After stitching around the cloth, carefully pull out the long threads along each edge, one at a time, to fray the material back to the line of stitching, making a 1-inch-deep fringe. To fringe the napkins, stitch 1/2 to 3/4 inch from the raw edge; pull threads as above to make a 1/2- to 3/4-inch fringe.
Attaching a Fringe: For a more casual effect, finish the edge of the tablecloth and napkins with fringe; you'll need 11 yards of fringe for a 48-inch-square cloth and four napkins. Make sure you buy washable fringe, and preshrink it before sewing.
Turn the raw edges of the cloth up 1/4 inch to the right side of the fabric, and press them into place with a steam iron. Starting in the middle of a side, lay the fringe over the turned-up edge, fringe side toward the edge of the cloth, so that the raw edge is hidden by the top of the fringe. Pin the fringe into place as you go; be careful not to stretch it. At each corner of the cloth, make a pleat in the fringe to miter it so it will go around the corner without stretching. Where the ends of the fringe meet, overlap them; turn the top end under 1/2 inch.

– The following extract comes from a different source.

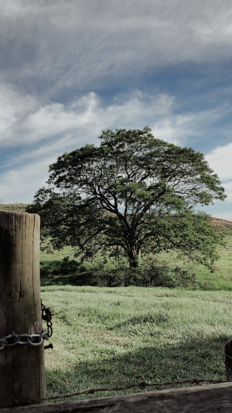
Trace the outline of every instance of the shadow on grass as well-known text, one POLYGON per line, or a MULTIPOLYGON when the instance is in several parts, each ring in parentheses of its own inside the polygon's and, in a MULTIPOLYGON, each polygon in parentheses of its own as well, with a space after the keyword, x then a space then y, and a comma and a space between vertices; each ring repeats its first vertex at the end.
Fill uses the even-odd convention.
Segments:
MULTIPOLYGON (((124 387, 145 381, 162 383, 194 379, 225 380, 224 345, 229 337, 182 339, 171 345, 141 347, 122 354, 107 349, 95 359, 73 363, 65 371, 46 371, 48 396, 82 392, 91 388, 124 387), (56 390, 57 389, 57 390, 56 390)), ((206 383, 203 383, 207 384, 206 383)), ((193 384, 149 387, 161 390, 193 384)), ((144 391, 136 387, 119 392, 100 392, 78 398, 97 397, 144 391)))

Working on the right side of the cloth, straight-stitch the lop edge of the fringe to the turned edge of the tablecloth; backstitch at the end of the fringe to secure it. Then turn the tablecloth over and stitch again from the back, along the folded edge of the cloth; be careful not to catch the fringe as you sew. This encloses the raw edge of the cloth between two lines of stitching. Fringe the napkins the same way.
Creating a Hem: For a very simple effect, if you prefer, make a narrow hem all around the tablecloth and napkins, folding the fabric under twice to protect all raw edges. If desired, add braid or other trim about 1 or 2 inches above the hemmed edges, or embroider the cloth and napkins.